2016 Feb: Garah (NSW) Spray Drift Cotton. Pesticide: 2,4-D

Text message alert system may minimise costly spray drift damage to cotton crops

Feb 3 2016

A text message warning farmers that weather conditions are not suitable for chemical spraying is just one idea being flagged to minimise costly spray drift.

While crops are thriving on recent rain in many cotton and cereal growing regions, so are weeds and to control the weeds, growers and contractors enlist the use of herbicides, often Phenoxy herbicide such as 2,4-D.

The off-target spraying of Phenoxy herbicide is estimated to be costing cotton growers millions of dollars, with Cotton Australia’s chief executive Adam Kay suggesting 20 percent of this season’s crop has been damaged by chemicals suspected to be coming from cereal growers nearby.

“This drift is coming from kilometres away, this is not a case where it’s a neighbour spraying and you can see the drift coming on to your crop, this is drift due to temperature inversions and it’s difficult to say where this is coming from,” Mr Kay said.

Education, awareness and research needed

Cotton Australia is working with the New South Wales Environment Protection Authority [EPA] and Grains Research and Development Corporation to come up with ways to educate growers and spray contractors in a bid to minimise the occurrence of spray drift.

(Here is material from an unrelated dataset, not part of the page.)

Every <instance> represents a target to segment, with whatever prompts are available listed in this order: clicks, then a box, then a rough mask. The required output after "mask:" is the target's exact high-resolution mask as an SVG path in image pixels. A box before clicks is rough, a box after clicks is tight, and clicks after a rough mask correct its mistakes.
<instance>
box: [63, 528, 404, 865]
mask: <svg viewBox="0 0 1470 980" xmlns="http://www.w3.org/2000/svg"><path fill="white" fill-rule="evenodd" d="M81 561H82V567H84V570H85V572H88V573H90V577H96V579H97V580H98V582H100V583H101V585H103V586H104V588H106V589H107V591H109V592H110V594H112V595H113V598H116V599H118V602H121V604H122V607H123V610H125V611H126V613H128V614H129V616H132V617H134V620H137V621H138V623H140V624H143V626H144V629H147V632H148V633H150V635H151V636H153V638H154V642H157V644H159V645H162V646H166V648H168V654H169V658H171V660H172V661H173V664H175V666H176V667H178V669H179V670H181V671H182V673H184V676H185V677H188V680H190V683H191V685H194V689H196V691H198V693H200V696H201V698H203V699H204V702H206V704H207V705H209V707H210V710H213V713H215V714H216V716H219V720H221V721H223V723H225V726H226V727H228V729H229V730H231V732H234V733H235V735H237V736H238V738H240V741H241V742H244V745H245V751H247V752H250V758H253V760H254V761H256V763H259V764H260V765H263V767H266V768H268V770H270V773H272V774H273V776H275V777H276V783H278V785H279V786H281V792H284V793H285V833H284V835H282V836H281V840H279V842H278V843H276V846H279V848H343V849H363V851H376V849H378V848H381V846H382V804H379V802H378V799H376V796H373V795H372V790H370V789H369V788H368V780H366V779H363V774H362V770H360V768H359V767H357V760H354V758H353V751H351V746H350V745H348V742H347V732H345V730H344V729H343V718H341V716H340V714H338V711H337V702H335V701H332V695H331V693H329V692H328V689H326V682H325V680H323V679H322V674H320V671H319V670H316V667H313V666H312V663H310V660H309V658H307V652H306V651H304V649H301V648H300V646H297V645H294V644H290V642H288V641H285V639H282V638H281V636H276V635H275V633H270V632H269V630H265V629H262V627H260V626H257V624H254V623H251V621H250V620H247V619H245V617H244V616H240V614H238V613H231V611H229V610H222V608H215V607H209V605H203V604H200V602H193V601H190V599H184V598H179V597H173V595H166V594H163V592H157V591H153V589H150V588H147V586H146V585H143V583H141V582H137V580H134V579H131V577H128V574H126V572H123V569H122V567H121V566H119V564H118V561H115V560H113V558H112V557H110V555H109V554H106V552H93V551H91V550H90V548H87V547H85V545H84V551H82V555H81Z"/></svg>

Cotton Australia regional manager for Darling Downs, Mary O’Brien, said night spraying during unsuitable weather conditions had emerged as the major cause of extensive crop damage.

“Night-time temperature inversions are very prevalent in Australia and [we need] some education of applicators to be able to identify when those inversion conditions are present,” Ms O’Brien said.

“In the afternoon and late evening when the ground cools, sometimes we get that air closer to the ground cooling quite rapidly while there’s warmer air above it.

“That cool air is trapped in a layer and, the issue with that is, the movement of that air.

“It tends to flow parallel to the ground so any fine droplets that are released into that inversion layer moves sideways.”

Those droplets of herbicide can drift up to 70 kilometres per hour, depending on wind speed and how long the inversion conditions remain.

Ms O’Brien said research was being done on helping farmers and contractors detect inversion conditions, as well as communicating the conditions to them via an alert system.

“Cotton Australia has already had conversation with the Bureau of Meteorology in regards to what we can do it the future and how we can assist people better in determining the presence of these inversions,” she said.

“There’s no silver bullet to fix this problem. It’s a multi-pronged approach; education, awareness, more research.”

Recent cases investigated

The New South Wales Environment Protection Authority has received three recent complaints about spray drift from growers in northern NSW.

However, director of the organisation’s north branch Gary Davey says there wasn’t enough information to prosecute the cases reported from farmers at Mungindi, Garah, and Warren, of alleged spray drift damage to between 300 and 600 hectares of cotton.

“We investigated one and were able to identify the pesticide that was the cause of the problem, but we weren’t able to identify the actual source,” Mr Davey said.

“That’s the problem we have with Phenoxy; having no information that we’re able to follow up such as where is might have come from, when it was sprayed, and that’s the difficulty we have with so many of the chemical impacts.”